Changes sought to save financial sector
Speakers at a discussion on Monday said that unending irregularities and misappropriation of funds in banks, capital flights, inequality and the rise of the super-rich could not be addressed unless the state mechanism was changed.
The present ruling party became friendly towards ‘bank dacoits’ and the ‘affluent’, they said while pointing to the series of loan scams in Sonali, BASIC, Janata and Padma banks and scandals in the share market against the backdrop of measures such as offering relaxed loan rescheduling facility to errant borrowers and mopping up funds from the state-owned entities.
They lamented that the country’s macro-economy was in danger although it was steered by the best finance minister in this region at the interactive discussion on ‘A way-out for overcoming maladies in the county’s financial sector’ at Jatiya Press Club.
Left Democratic Alliance, a platform of the eight left political parties, organised the programme to highlight the crises that threaten to squash the banking sector, in absence of accountability and regulatory lapses by the Bangladesh Bank.
The alliance would siege the central bank on February 26, protesting against the bank’s failure in enforcing its rules and regulations to protect the interest of savers providing 95 per cent of the bank’s fund, said its coordinator Bazlur Rashid Firoz.
Earlier, he presented the keynote in which he described the present situation in the country’s banking sector plagued by bad loans, deterioration of bank-client relationship and recommended 13 points to pull the sector from the abyss.

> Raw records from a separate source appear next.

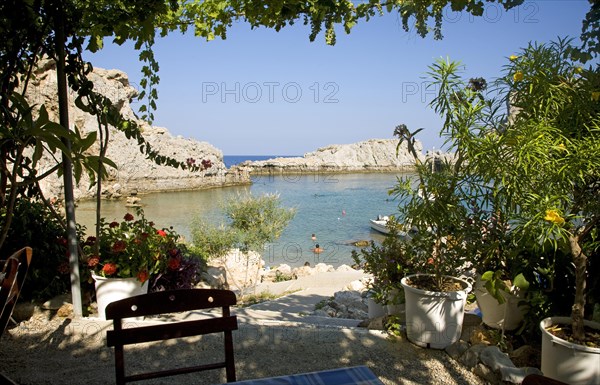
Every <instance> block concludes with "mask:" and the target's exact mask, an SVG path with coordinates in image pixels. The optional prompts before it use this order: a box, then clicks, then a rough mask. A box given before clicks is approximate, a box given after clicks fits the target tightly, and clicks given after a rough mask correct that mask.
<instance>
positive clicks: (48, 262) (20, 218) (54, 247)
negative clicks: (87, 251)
mask: <svg viewBox="0 0 600 385" xmlns="http://www.w3.org/2000/svg"><path fill="white" fill-rule="evenodd" d="M2 215H5V212H4V210H2ZM63 240H64V242H65V243H64V244H61V242H63ZM25 246H29V247H31V248H32V249H33V258H32V261H31V266H30V269H29V272H28V275H27V278H26V280H25V284H24V286H23V290H22V292H21V299H22V300H37V301H43V300H47V299H49V298H52V297H54V296H56V295H58V294H63V293H66V292H68V291H70V278H69V263H68V255H67V254H65V250H66V247H65V246H66V239H65V231H64V229H63V227H62V225H61V223H60V221H59V220H58V219H57V218H56V217H55V216H54V215H53V214H52V213H51V212H50V210H49V209H48V208H47V207H46V206H45V205H44V204H43V203H41V202H32V201H29V200H27V199H19V200H18V201H17V202H16V205H15V213H14V217H13V219H12V223H11V226H10V229H9V232H8V236H7V238H6V241H5V242H4V244H3V245H2V249H1V250H0V255H2V258H5V257H7V256H9V255H10V254H12V253H13V252H15V251H16V250H19V249H21V248H23V247H25Z"/></svg>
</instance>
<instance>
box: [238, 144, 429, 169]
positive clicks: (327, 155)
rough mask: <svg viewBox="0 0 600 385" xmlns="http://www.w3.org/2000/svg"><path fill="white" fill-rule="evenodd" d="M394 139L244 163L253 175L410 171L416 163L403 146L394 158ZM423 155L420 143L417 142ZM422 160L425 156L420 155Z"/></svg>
mask: <svg viewBox="0 0 600 385" xmlns="http://www.w3.org/2000/svg"><path fill="white" fill-rule="evenodd" d="M397 145H398V140H397V139H370V140H366V141H364V142H358V143H352V144H334V145H329V146H326V147H322V148H319V149H318V150H316V151H314V152H309V153H307V154H305V155H304V156H303V157H297V158H275V159H269V160H262V161H254V162H245V163H242V164H241V165H240V168H247V169H249V170H250V172H251V173H253V174H265V173H303V172H306V173H315V172H388V171H404V170H407V171H410V170H413V168H414V164H415V161H414V159H413V157H412V155H410V154H409V152H408V149H407V147H406V144H405V143H404V144H403V145H402V146H400V148H399V151H398V155H396V146H397ZM416 146H417V150H418V151H420V152H422V148H423V146H422V144H421V143H420V142H417V144H416ZM422 159H425V155H423V156H422Z"/></svg>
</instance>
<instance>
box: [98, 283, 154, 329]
mask: <svg viewBox="0 0 600 385" xmlns="http://www.w3.org/2000/svg"><path fill="white" fill-rule="evenodd" d="M92 278H93V279H94V285H95V287H96V302H97V304H98V318H100V319H103V320H105V319H106V312H105V310H106V306H108V304H109V303H111V302H115V301H118V300H120V299H124V298H129V297H133V296H136V295H140V294H146V293H148V281H146V282H144V283H143V284H142V283H141V282H140V281H139V280H138V279H137V278H105V277H101V276H99V275H95V274H92Z"/></svg>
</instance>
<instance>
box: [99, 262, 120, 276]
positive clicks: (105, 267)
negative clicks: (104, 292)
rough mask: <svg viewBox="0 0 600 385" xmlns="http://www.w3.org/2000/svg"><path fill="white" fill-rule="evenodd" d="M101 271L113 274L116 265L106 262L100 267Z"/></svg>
mask: <svg viewBox="0 0 600 385" xmlns="http://www.w3.org/2000/svg"><path fill="white" fill-rule="evenodd" d="M102 272H103V273H104V274H105V275H113V274H114V273H116V272H117V265H115V264H114V263H107V264H106V265H104V266H103V267H102Z"/></svg>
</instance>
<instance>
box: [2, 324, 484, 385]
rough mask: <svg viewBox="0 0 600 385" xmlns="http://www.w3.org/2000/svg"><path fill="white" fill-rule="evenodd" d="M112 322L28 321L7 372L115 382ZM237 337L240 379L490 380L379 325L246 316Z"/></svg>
mask: <svg viewBox="0 0 600 385" xmlns="http://www.w3.org/2000/svg"><path fill="white" fill-rule="evenodd" d="M38 318H39V317H38ZM34 321H35V322H34ZM36 322H37V323H36ZM109 328H111V325H110V323H108V322H104V321H96V320H86V319H73V320H71V319H60V318H56V317H48V318H47V319H41V320H40V319H36V320H30V321H27V322H23V323H21V324H20V325H19V326H17V327H14V328H12V329H11V330H8V331H7V332H5V334H4V336H3V337H2V338H1V339H0V371H2V372H3V373H5V374H6V375H8V376H9V377H11V378H12V379H13V380H15V381H17V382H18V383H20V384H60V383H73V384H84V383H85V384H90V385H93V384H102V385H104V384H109V383H114V361H113V360H114V355H113V350H112V348H107V347H106V340H105V338H106V330H108V329H109ZM234 335H235V337H234V343H235V357H236V370H237V377H238V380H245V379H251V378H260V377H270V376H278V375H286V374H293V373H300V372H308V371H317V370H324V369H331V368H337V367H344V366H354V365H366V366H368V367H370V368H371V369H372V370H373V372H374V373H375V374H376V375H377V376H378V377H379V378H380V379H381V380H382V381H383V382H384V383H385V384H483V381H481V380H480V379H479V378H477V377H476V376H474V375H473V374H471V373H469V372H467V371H466V370H465V369H464V368H462V367H461V366H460V365H458V364H457V363H456V362H455V361H453V360H452V359H451V358H449V357H448V356H447V355H446V354H445V353H444V352H443V351H436V350H426V349H422V348H419V347H416V346H414V345H412V344H411V343H409V342H407V341H405V340H403V339H396V340H390V339H388V338H386V336H384V335H383V334H382V333H381V332H379V331H377V332H373V331H366V330H364V329H356V328H339V327H331V326H323V325H310V324H293V326H289V325H287V326H286V325H284V324H272V323H271V324H270V323H266V322H262V321H261V320H257V321H256V322H255V323H250V322H246V321H245V320H243V319H241V320H240V328H239V330H237V331H236V332H235V334H234ZM222 350H223V349H222V345H221V341H220V337H216V336H205V337H202V338H200V337H194V338H186V339H181V340H172V341H168V342H162V343H156V344H145V345H143V346H140V347H135V348H130V349H129V350H126V356H125V359H126V363H127V365H128V366H127V367H128V368H129V369H131V370H133V371H135V370H136V369H140V368H143V369H148V368H152V369H156V368H159V367H164V366H161V365H167V366H169V367H172V366H178V365H182V366H185V365H189V364H194V363H196V362H198V360H203V359H214V357H219V358H220V357H221V354H222ZM224 380H225V378H224V373H220V372H215V371H213V372H204V373H195V374H190V375H185V376H178V377H171V378H164V379H160V380H155V381H147V382H141V383H144V384H196V385H204V384H219V383H222V382H223V381H224Z"/></svg>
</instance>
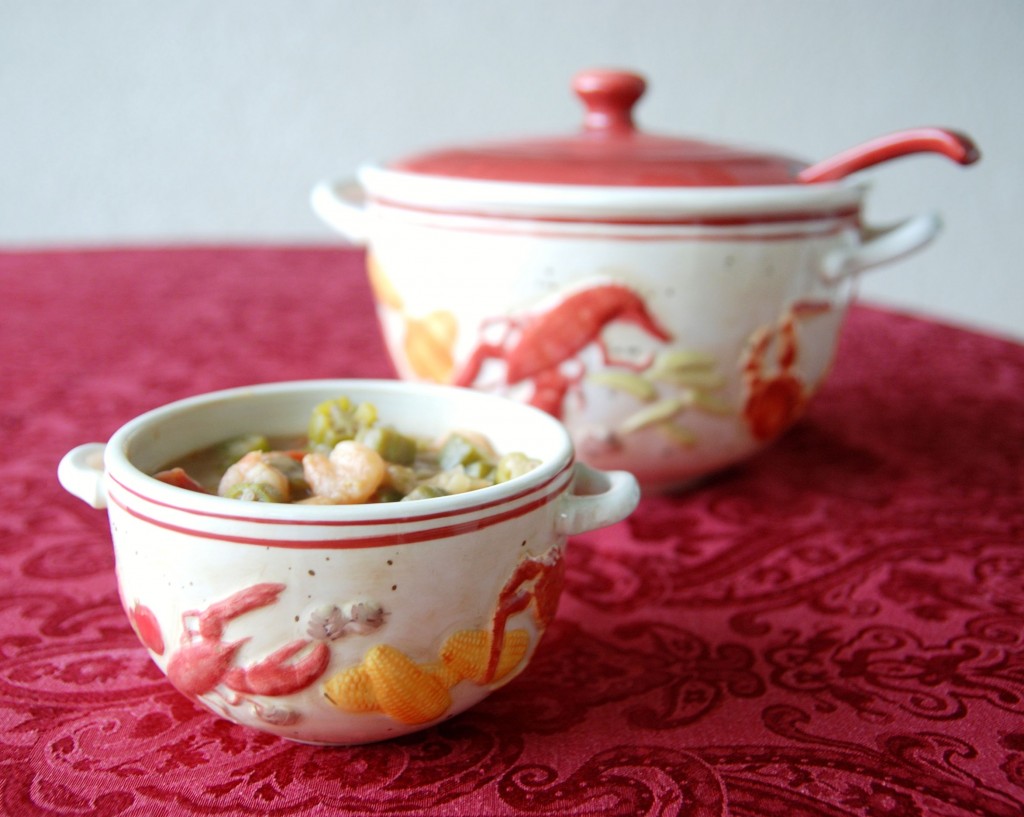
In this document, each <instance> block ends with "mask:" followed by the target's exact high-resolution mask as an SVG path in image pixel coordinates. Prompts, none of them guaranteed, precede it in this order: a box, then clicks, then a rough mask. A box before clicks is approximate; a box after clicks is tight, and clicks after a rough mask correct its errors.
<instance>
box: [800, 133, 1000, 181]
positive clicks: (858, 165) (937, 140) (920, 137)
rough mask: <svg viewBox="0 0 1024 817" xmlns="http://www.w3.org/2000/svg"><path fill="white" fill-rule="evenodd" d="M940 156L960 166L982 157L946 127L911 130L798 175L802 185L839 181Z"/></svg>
mask: <svg viewBox="0 0 1024 817" xmlns="http://www.w3.org/2000/svg"><path fill="white" fill-rule="evenodd" d="M925 153H928V154H942V155H943V156H946V157H948V158H949V159H951V160H953V161H954V162H957V163H959V164H962V165H970V164H973V163H974V162H977V161H978V160H979V159H980V158H981V154H980V153H979V150H978V148H977V146H976V145H975V143H974V141H973V140H972V139H971V137H970V136H968V135H967V134H964V133H959V132H958V131H954V130H947V129H945V128H911V129H910V130H901V131H898V132H896V133H890V134H889V135H887V136H879V137H878V138H876V139H871V140H870V141H867V142H864V143H863V144H860V145H857V146H856V147H851V148H850V149H849V150H844V152H843V153H841V154H839V155H837V156H834V157H833V158H831V159H826V160H824V161H823V162H818V163H817V164H816V165H811V167H809V168H806V169H805V170H803V171H801V172H800V174H798V176H797V179H798V180H799V181H802V182H804V183H805V184H812V183H814V182H819V181H838V180H839V179H842V178H845V177H846V176H849V175H850V174H851V173H856V172H857V171H858V170H863V169H864V168H868V167H871V166H872V165H878V164H880V163H882V162H888V161H889V160H890V159H897V158H898V157H901V156H907V155H909V154H925Z"/></svg>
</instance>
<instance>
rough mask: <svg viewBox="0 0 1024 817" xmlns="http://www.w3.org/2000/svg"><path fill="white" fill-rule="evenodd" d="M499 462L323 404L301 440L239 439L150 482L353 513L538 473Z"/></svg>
mask: <svg viewBox="0 0 1024 817" xmlns="http://www.w3.org/2000/svg"><path fill="white" fill-rule="evenodd" d="M539 464H540V463H539V461H538V460H534V459H530V458H529V457H526V456H525V455H524V454H521V453H518V451H516V453H511V454H505V455H499V454H498V453H497V451H495V449H494V447H493V446H492V444H490V442H489V441H488V440H487V439H486V438H485V437H483V436H482V435H480V434H476V433H474V432H470V431H458V432H452V433H450V434H447V435H446V436H445V437H444V438H443V439H441V440H437V441H435V440H428V439H424V438H421V437H417V436H414V435H411V434H404V433H402V432H400V431H398V430H396V429H395V428H394V427H393V426H392V425H388V424H383V423H381V422H379V418H378V416H377V408H376V406H374V405H373V403H369V402H360V403H353V402H352V401H351V400H349V399H348V398H347V397H338V398H336V399H332V400H326V401H324V402H322V403H321V404H318V405H317V406H316V407H315V408H314V410H313V412H312V415H311V417H310V418H309V425H308V431H307V433H306V435H305V436H292V437H275V436H265V435H262V434H244V435H240V436H238V437H232V438H231V439H228V440H224V441H223V442H220V443H217V444H215V445H211V446H209V447H206V448H202V449H200V450H197V451H194V453H191V454H189V455H186V456H185V457H183V458H181V459H179V460H176V461H174V462H172V463H169V464H167V465H166V466H165V467H164V468H162V469H161V470H160V471H158V472H157V473H156V474H155V475H154V476H155V477H156V478H157V479H159V480H161V481H163V482H167V483H169V484H172V485H176V486H178V487H182V488H185V489H188V490H196V491H200V492H203V493H215V494H217V496H220V497H227V498H230V499H237V500H244V501H249V502H271V503H294V504H300V505H354V504H360V503H381V502H404V501H411V500H422V499H431V498H434V497H444V496H449V494H452V493H463V492H465V491H468V490H475V489H477V488H483V487H487V486H488V485H495V484H497V483H499V482H505V481H508V480H509V479H512V478H513V477H516V476H519V475H520V474H524V473H526V472H527V471H530V470H532V469H534V468H536V467H537V466H538V465H539Z"/></svg>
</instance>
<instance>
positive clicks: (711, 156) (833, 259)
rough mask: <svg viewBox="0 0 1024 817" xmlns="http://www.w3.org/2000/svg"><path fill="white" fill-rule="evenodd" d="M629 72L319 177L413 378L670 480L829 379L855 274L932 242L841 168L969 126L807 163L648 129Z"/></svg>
mask: <svg viewBox="0 0 1024 817" xmlns="http://www.w3.org/2000/svg"><path fill="white" fill-rule="evenodd" d="M644 88H645V83H644V80H643V78H642V77H640V76H639V75H635V74H631V73H629V72H618V71H591V72H584V73H583V74H581V75H580V76H578V78H577V80H575V82H574V90H575V91H577V93H578V94H579V96H580V97H581V99H582V101H583V103H584V106H585V115H584V121H583V125H582V128H581V130H580V132H579V133H575V134H572V135H569V136H562V137H550V138H537V139H525V140H518V141H512V142H500V143H495V144H485V145H476V146H469V147H455V148H450V149H440V150H436V152H432V153H428V154H424V155H421V156H417V157H410V158H408V159H404V160H399V161H396V162H393V163H391V164H389V165H385V166H368V167H365V168H362V169H361V170H360V171H359V172H358V178H357V181H356V182H346V183H330V182H325V183H322V184H319V185H317V186H316V187H315V188H314V190H313V197H312V204H313V207H314V209H315V210H316V211H317V213H318V214H319V215H321V216H322V217H323V218H324V219H325V220H326V221H327V222H328V223H330V224H332V225H333V226H335V227H336V228H337V229H338V230H339V231H340V232H342V233H343V234H344V235H346V236H348V238H349V239H350V240H351V241H353V242H356V243H359V244H364V245H366V246H367V248H368V251H369V252H368V271H369V274H370V281H371V284H372V286H373V289H374V294H375V297H376V299H377V304H378V310H379V315H380V322H381V326H382V329H383V333H384V337H385V340H386V342H387V347H388V349H389V352H390V354H391V357H392V360H393V361H394V364H395V368H396V369H397V371H398V373H399V374H400V376H401V377H402V378H404V379H408V380H414V381H427V382H437V383H455V384H458V385H462V386H471V387H473V388H475V389H479V390H482V391H488V392H494V393H498V394H502V395H506V396H509V397H512V398H514V399H516V400H519V401H523V402H527V403H531V404H532V405H536V406H538V407H541V408H543V410H544V411H546V412H548V413H549V414H551V415H552V416H554V417H556V418H558V419H560V420H562V421H563V422H564V423H565V425H566V426H567V428H568V429H569V431H570V432H571V435H572V438H573V441H574V444H575V446H577V448H578V450H579V453H580V456H581V458H582V459H583V460H585V461H586V462H589V463H591V464H594V465H596V466H598V467H601V468H624V469H627V470H630V471H632V472H633V473H635V474H636V475H637V477H638V478H639V479H640V481H641V483H642V484H643V485H644V486H645V487H647V488H650V489H671V488H674V487H677V486H681V485H686V484H688V483H690V482H691V481H692V480H694V479H695V478H699V477H702V476H706V475H708V474H711V473H713V472H715V471H717V470H719V469H721V468H723V467H725V466H728V465H731V464H733V463H736V462H738V461H740V460H742V459H744V458H745V457H749V456H750V455H752V454H754V453H755V451H757V450H759V449H760V448H762V447H764V446H765V445H767V444H769V443H771V442H772V440H774V439H775V438H777V437H778V436H779V435H780V434H782V433H783V432H784V431H785V430H786V429H787V428H788V427H790V426H792V425H793V423H795V422H796V421H797V420H798V419H799V418H800V417H801V416H802V414H803V412H804V410H805V407H806V406H807V404H808V402H809V400H810V399H811V398H812V397H813V395H814V393H815V391H816V390H817V389H818V387H819V386H820V384H821V382H822V380H823V378H824V377H825V375H826V373H827V371H828V365H829V362H830V360H831V357H833V353H834V350H835V347H836V343H837V340H838V336H839V332H840V329H841V327H842V322H843V317H844V314H845V311H846V307H847V305H848V303H849V301H850V299H851V297H852V296H853V294H854V289H855V286H856V281H857V276H858V275H859V273H861V272H863V271H865V270H868V269H871V268H873V267H878V266H880V265H883V264H886V263H889V262H892V261H895V260H897V259H899V258H902V257H903V256H905V255H907V254H909V253H912V252H914V251H915V250H919V249H920V248H922V247H924V246H926V245H927V244H928V243H929V242H930V241H932V239H934V238H935V235H936V234H937V233H938V232H939V229H940V225H941V221H940V219H939V217H938V216H937V215H935V214H932V213H925V214H922V215H918V216H913V217H910V218H907V219H906V220H904V221H902V222H899V223H897V224H895V225H892V226H887V227H882V228H879V227H873V226H870V225H867V224H864V223H863V219H862V217H861V212H862V206H863V201H864V197H865V195H866V187H865V186H864V185H862V184H858V183H851V182H849V181H847V180H846V176H848V175H849V174H851V173H855V172H857V171H859V170H863V169H864V168H867V167H870V166H872V165H876V164H878V163H881V162H886V161H890V160H892V159H895V158H897V157H901V156H906V155H908V154H913V153H923V152H927V153H937V154H940V155H943V156H945V157H947V158H948V159H950V160H952V161H954V162H956V163H958V164H962V165H969V164H972V163H974V162H975V161H977V160H978V158H979V153H978V149H977V147H976V146H975V145H974V143H973V142H972V141H971V139H970V138H969V137H967V136H966V135H964V134H962V133H959V132H957V131H951V130H948V129H944V128H933V127H926V128H912V129H909V130H906V131H901V132H898V133H894V134H890V135H888V136H884V137H879V138H876V139H872V140H869V141H867V142H865V143H863V144H861V145H859V146H857V147H854V148H851V149H849V150H846V152H844V153H842V154H840V155H838V156H836V157H834V158H833V159H829V160H825V161H823V162H819V163H817V164H814V165H809V164H808V163H805V162H801V161H797V160H793V159H790V158H787V157H785V156H784V155H781V154H774V153H765V152H758V150H748V149H739V148H735V147H731V146H728V145H725V144H721V143H713V142H707V141H701V140H696V139H690V138H676V137H670V136H660V135H655V134H650V133H646V132H643V131H641V130H639V129H638V128H637V127H636V124H635V122H634V118H633V106H634V104H635V103H636V102H637V100H638V99H639V98H640V96H641V94H642V93H643V91H644Z"/></svg>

Communist Party of Bangladesh president Mujahidul Islam Selim, Socialist Party of Bangladesh general secretary Khalequzzaman, former Bangladesh Bank deputy governor Khondkar Ibrahim Khaled, the National Committee to Protect Oil, Gas, Mineral Resources, Power and Ports member secretary Anu Muhammad, Dhaka University economics teacher MM Akash, Credit Rating Information and Services Limited president and CEO Muzaffar Ahmed and Dhaka University economics teacher Rashed Al Mahmud Titumir, Workers Party of Bangladesh (Marxist) general secretary Iqbal Kabir Zahid and Jatiya Mukti Council general secretary Faizul Hakim Lala took part in the discussion.
Mujahidul Islam Selim said that the ruling party was hiding the real fact about the economy by interpreting statistics in its own manner.
Even if a person’s half body was kept on fire and the other half on ice, the government would say the man was kept in a tepid zone, he said mocking the government’s effort in hiding the truth.
He said that banking business was overshadowed by political business and parliamentarianism and the market economy turned politics into market-policy.
He demanded that those within the government were giving false impressions about the economy should be punished.
Khalequzzaman said most of the state organs could not contribute anymore to the peoples’ welfare which necessitated a change in the state mechanism.
Economist MM Akash said that the government was sweeping the problems under the carpet while referring to the bailout fund provided to the Farmers Bank, renamed as Padma Bank.
He said loanable fund in the banking sector was reducing fast due to growing bad loans, which, according to keynote paper, stood at Tk 1.16 lakh crore until September 2019, marking a rise of Tk 93,807 crore in the last 12 years.
The amount of bad loan would be much higher, said Akash while quoting an International Monetary Fund report that calculated the amount close to Tk 3 lakh crore because of written-off loans.
ANU Muhammad said that the government was providing bank licence, although it was already proved that private commercial banks were resorting to corruption and loan frauds.
He lamented that ‘black money holders’ were paying less tax and the errant borrowers were given privileges.
Rashed Al Mahmud Titumir said political solution was a must to revive the sector.
Ibrahim Khaled said that the government was totally detached from the people, a fact that resurfaced during the city polls in Dhaka. He felt that the government become alienated from the spirits of the country’s War of Independence.
He noted that inequality was rising fast as the government could not bring the rich people under tax net.
CRIS president and CEO Muzaffar Ahmed opposed the establishment of asset management committee as suggested in the keynote for recovering the bad loans.
He said a separate bank should be established to deal with the bad loans.